Alteration of Spleen Macrophage Phenotypes Impacts Exosomes-Related Proteins in Gentamicin Toxicity Model

Background: Necroinflammation loop is a pathologic hallmark of organ dysfunction. That is owed to a distorted balance between the pro-inflammatory (M1) and the anti-inflammatory (M2) macrophages.
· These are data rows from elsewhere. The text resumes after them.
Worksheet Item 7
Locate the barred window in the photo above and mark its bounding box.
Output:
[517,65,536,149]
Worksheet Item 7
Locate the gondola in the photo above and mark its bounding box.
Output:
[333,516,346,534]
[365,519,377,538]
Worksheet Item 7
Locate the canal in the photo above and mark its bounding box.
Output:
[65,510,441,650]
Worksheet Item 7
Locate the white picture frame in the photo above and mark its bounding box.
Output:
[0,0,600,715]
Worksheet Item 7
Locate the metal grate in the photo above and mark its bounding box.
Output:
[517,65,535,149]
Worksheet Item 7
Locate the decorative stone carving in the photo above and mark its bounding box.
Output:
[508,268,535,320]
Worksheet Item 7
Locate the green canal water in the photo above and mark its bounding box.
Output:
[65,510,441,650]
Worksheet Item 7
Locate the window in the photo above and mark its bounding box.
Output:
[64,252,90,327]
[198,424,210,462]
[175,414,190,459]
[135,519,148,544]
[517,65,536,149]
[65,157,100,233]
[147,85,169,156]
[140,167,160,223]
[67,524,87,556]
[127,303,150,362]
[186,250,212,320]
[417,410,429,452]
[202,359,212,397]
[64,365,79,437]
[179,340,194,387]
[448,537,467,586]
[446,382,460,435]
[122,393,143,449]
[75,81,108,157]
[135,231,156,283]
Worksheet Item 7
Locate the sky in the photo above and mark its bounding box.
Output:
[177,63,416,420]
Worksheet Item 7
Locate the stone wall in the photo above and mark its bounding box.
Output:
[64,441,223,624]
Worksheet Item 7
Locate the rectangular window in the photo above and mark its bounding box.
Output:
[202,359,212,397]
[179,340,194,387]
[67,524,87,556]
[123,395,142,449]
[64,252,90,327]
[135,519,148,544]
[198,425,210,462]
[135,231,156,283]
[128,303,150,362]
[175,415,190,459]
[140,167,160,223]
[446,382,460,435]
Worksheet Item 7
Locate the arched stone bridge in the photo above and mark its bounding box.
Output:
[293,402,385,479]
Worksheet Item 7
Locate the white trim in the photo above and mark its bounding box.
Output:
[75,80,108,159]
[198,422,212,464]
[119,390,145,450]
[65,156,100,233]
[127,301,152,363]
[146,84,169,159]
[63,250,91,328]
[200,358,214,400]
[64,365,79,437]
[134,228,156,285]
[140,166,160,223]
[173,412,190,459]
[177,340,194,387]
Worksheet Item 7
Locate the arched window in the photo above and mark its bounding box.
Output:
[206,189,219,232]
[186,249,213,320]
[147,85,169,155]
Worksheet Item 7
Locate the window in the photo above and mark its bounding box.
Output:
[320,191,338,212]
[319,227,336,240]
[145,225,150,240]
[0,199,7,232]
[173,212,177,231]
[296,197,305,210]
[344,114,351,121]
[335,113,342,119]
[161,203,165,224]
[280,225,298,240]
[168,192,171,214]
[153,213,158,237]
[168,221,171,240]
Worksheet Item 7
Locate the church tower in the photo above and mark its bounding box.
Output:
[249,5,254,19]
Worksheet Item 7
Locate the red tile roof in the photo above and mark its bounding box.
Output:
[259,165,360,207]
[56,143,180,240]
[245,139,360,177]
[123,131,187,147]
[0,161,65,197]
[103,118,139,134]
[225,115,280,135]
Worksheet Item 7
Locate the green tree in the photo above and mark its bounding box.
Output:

We aimed to explore whether low-intensity pulsed ultrasound (LIPUS) and/or splenectomy could ameliorate necroinflammation by increasing M2 macrophages and modulating the exosomes-related proteins. Method: Rats were allocated into 2 groups: Sham and splenectomy (Splen). After that, rats were divided into LIPUS untreated and treated subgroups. Rats in each subgroup were subjected to either vehicle (sham, sham + LIPUS) or gentamicin (GM) (GM, GM + LIPUS, Splen + GM, Splen + GM + LIPUS). Biochemical and immunohistological analyses assessed macrophage polarization, necroptosis, exosomes-related markers, and exosomes-related proteins. Results: We found that LIPUS successfully reversed the effects of GM, LIPUS significantly-decreased (p < 0.05) necroinflammation markers through significant downshifting (p < 0.05) of M1 macrophage polarization, and noticeable modification (p < 0.05) of the exosome-related proteins (Milk fat globule-EGF factor 8 (MFG-E8), heat shock protein 70 (Hsp70)). Conclusion: Spleen could be a promising target for LIPUS via restoring M1/M2 balance and modulation of exosomes-related proteins.